I love train rides. I can't remember ever traveling by one in the United States, but on the other side of the world they add an extra dimension to the adventure. We chose to take the First Class train to Voronezh which would ensure a few critical things for two women who don't speak much of the language:
1. There would only be two beds in the compartment, and they would be occupied by us
2. There would be no smoke in the compartment, because neither of us smoke
3. All our items would be safe and secure because we would be sleeping on top of them!
The gentle rocking motion of the train rolling down the tracks usually makes for a pleasant night's sleep. Alas, that was a train I remember from a distant journey or downright fantasy land.
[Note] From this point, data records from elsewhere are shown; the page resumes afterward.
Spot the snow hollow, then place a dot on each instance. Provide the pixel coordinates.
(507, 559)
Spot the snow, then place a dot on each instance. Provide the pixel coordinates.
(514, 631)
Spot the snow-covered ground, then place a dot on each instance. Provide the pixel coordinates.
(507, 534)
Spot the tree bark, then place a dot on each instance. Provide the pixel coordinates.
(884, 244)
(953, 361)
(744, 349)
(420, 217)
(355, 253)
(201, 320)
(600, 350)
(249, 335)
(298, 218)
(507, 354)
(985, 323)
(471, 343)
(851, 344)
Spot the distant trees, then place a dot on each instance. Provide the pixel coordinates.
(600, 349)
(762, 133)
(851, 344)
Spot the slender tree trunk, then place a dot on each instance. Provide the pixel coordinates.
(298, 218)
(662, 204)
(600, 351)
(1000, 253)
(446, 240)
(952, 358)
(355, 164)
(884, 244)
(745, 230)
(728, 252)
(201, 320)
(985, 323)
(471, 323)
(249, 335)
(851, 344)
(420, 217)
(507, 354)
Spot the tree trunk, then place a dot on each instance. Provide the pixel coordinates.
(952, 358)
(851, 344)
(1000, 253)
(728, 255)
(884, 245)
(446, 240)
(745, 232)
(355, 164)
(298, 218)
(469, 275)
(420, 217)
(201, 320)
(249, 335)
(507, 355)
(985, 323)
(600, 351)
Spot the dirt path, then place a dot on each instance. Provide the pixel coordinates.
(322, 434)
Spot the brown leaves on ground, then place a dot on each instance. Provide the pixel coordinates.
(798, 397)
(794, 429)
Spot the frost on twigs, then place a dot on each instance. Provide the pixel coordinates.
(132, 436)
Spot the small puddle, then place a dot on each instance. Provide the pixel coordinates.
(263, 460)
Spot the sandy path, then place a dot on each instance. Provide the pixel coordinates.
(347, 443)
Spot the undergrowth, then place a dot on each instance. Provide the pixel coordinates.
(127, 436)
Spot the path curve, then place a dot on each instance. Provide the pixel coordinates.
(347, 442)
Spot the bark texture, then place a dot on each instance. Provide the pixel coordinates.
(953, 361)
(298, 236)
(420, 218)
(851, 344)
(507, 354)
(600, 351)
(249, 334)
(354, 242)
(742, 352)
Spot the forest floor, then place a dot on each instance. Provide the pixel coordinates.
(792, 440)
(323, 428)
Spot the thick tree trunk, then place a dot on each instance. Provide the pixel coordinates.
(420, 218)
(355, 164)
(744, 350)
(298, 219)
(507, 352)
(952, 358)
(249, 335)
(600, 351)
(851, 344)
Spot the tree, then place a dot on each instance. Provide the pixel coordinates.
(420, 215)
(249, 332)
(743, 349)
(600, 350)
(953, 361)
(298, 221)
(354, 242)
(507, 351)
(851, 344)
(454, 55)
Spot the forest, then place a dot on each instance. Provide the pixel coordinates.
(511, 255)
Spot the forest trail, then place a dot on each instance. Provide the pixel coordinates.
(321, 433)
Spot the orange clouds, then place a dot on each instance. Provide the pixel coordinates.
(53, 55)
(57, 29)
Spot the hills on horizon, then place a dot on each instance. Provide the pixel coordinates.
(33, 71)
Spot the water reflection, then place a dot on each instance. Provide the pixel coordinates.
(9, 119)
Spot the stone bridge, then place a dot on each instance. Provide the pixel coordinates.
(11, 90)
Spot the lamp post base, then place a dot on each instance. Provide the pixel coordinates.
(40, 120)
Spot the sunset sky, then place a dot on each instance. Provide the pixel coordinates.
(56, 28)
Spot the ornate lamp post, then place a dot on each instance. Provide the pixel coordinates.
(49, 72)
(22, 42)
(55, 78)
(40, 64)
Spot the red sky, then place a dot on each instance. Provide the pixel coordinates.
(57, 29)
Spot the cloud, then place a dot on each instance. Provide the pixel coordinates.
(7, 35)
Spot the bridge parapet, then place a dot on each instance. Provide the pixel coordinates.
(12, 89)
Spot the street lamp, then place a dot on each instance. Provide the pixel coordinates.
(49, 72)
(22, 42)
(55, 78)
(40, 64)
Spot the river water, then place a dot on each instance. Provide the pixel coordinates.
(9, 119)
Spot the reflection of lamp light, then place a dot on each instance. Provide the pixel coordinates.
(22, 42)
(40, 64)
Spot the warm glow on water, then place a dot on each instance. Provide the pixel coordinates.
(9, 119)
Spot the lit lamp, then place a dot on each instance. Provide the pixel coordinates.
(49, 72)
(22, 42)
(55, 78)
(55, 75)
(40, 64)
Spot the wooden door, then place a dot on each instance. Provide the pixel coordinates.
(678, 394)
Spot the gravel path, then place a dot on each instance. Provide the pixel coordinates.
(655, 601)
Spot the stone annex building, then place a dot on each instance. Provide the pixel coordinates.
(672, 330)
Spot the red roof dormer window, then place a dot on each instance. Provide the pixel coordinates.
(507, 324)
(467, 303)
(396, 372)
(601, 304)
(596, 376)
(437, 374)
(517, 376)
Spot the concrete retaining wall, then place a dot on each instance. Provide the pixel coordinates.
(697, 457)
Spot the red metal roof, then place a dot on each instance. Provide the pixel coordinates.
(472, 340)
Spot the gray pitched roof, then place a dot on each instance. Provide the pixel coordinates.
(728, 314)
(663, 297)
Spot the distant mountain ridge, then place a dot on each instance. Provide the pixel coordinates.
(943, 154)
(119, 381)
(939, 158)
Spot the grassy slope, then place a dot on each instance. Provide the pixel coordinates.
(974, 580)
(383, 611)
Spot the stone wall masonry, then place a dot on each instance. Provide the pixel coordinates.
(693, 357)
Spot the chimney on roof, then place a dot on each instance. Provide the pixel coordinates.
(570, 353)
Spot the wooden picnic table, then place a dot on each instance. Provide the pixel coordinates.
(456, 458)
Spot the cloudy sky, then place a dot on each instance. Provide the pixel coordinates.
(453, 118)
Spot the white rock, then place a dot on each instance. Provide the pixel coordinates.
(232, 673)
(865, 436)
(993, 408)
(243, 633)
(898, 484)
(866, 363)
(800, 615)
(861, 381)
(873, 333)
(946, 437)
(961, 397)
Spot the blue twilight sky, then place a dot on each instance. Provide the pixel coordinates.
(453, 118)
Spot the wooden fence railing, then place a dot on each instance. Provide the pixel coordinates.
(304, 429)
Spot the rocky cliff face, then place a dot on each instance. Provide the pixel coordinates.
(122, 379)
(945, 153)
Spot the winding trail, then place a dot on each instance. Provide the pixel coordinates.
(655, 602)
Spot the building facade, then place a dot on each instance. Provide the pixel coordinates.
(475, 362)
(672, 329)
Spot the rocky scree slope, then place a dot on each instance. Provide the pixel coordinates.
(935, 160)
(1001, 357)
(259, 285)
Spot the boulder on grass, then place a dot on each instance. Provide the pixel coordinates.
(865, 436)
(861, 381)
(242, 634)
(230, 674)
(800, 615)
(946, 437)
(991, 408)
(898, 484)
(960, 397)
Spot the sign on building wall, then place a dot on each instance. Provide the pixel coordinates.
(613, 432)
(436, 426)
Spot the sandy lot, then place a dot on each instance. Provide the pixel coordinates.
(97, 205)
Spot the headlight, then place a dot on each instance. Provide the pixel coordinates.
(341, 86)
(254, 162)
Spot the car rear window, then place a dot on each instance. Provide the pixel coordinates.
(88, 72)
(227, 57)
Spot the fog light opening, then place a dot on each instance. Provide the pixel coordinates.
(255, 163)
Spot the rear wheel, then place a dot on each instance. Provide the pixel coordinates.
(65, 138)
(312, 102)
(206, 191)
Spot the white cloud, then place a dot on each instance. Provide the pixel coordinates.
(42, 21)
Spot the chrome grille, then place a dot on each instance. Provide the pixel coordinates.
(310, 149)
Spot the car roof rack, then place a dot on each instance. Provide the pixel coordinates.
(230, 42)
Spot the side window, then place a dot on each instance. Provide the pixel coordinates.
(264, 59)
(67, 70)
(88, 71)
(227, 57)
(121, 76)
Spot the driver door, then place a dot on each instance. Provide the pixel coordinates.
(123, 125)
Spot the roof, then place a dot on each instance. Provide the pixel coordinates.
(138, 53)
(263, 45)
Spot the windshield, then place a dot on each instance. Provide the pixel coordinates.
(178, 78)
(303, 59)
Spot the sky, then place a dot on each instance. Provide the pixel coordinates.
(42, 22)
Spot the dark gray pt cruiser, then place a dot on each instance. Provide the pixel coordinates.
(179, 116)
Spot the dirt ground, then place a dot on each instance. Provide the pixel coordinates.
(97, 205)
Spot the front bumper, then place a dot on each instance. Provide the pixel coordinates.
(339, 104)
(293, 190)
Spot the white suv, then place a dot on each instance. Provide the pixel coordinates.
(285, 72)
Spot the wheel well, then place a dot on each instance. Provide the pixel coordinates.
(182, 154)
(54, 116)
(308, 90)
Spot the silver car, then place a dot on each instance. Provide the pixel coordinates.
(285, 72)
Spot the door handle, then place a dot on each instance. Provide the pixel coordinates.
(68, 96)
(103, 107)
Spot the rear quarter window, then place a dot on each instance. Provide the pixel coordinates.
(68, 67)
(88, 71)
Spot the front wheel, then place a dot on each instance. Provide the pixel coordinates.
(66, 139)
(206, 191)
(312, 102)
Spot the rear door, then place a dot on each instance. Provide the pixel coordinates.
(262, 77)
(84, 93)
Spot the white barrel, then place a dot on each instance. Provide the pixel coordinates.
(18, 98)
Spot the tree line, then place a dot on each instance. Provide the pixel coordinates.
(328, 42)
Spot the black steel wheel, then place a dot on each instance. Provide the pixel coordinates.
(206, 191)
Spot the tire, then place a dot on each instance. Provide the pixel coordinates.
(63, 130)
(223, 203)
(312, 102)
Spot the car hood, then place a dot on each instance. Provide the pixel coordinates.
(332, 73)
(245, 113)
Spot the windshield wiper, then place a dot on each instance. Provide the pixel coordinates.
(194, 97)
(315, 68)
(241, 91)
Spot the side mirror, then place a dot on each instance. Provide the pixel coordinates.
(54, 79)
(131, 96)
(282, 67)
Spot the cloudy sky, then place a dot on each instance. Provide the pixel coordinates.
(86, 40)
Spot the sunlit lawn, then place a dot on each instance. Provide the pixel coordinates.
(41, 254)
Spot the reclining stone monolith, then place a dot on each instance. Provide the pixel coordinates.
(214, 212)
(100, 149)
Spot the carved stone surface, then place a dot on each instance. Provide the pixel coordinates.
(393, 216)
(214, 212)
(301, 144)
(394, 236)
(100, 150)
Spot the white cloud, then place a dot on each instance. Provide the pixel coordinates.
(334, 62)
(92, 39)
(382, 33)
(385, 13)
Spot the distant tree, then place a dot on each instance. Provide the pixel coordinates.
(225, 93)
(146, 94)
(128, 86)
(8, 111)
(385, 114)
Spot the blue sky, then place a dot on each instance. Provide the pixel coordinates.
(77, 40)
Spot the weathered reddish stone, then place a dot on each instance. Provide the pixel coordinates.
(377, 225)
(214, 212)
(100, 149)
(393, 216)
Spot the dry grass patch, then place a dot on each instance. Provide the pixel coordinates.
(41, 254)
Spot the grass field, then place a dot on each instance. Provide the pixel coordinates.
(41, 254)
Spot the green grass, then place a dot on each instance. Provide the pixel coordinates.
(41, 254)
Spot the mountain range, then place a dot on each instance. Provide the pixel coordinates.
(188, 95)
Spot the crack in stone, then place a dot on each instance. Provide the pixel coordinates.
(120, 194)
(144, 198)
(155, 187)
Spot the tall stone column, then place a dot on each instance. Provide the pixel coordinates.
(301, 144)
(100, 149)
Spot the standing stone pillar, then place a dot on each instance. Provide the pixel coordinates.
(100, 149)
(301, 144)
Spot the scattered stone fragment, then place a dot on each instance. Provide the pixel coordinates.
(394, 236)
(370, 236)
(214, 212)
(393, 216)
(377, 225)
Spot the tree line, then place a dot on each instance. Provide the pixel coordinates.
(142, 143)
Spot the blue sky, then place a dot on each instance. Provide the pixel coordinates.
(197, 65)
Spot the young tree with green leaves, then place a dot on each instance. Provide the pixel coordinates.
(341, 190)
This train with all of its above mentioned bonus options through first class turned into a bucking bronco at a rodeo around midnight.
Did my one year in age shrink these compartment beds, they sure seem a lot smaller than I remember? Stopping every thirty minutes (make that lurching and screeching to a dead halt) wasn't in the recesses of my romaniticized form of travel either. As I "rode the rails" through the Russian night, needless to say I wasn't sleeping.
By the time our alarm woke B and irritatingly reminded me of my state of consciousness, we were more than ready to get off. While the wild bronco ride had me awake, it made my companion nauseous. Not a fun way to start the day - until the final stop, and I looked out to see bright orange signs, and long-stemmed roses greeting us with our friends enthusiastically waving the Happy Birthday greetings!
It was so worth it. Our ordinary birthdays laid down and shared in extraordinary ways.
We arrived at the Hope House just as the guys were coming down to say a quick hello and goodbye before they were off for their first day of school (university, trade school or other institute of learning). I made all the arriving barely awake guys sing a chorus of "Happy Birthday." They laughed, familiar with the tune, but the English...?
All day we shared with different guys who would come in. B had a chance to meet them and interact as they made their way back out into the world that once rejected them.
In our conversations with A and R we heard a common thread, their taking of the "everyday, ordinary, things of their life" and laying them down as sacrifices before God in a faraway and unfamiliar land. Celebrating and investing in the lives of the young men here at Hope House as if they were their own flesh-born children. In many ways they are so much more than that. They are the Spirit-born gifts of the Father of the fatherless who has provided the strength and grace for them to do so.
"He that believes in Me, out of him shall flow rivers of living water." John 7:38
We are privileged to watch the flowing river of their love, run up and down the stairs; come in and grab a boiled egg to go, after A. reminds them they "need to eat something" before starting their day. We admired the overflow of that flood of rushing water looking at the new shoe rack designed for the entry hall, and built by R and V on a cloudy afternoon. We sat with Z, who probably understood 90% of what was being said, but spoke not a word, he just sat, enjoying the warmth of being included as "family."
"Be good friends who love deeply..." Romans 12:10 The Message
Loving, learning and letting the rivers flow!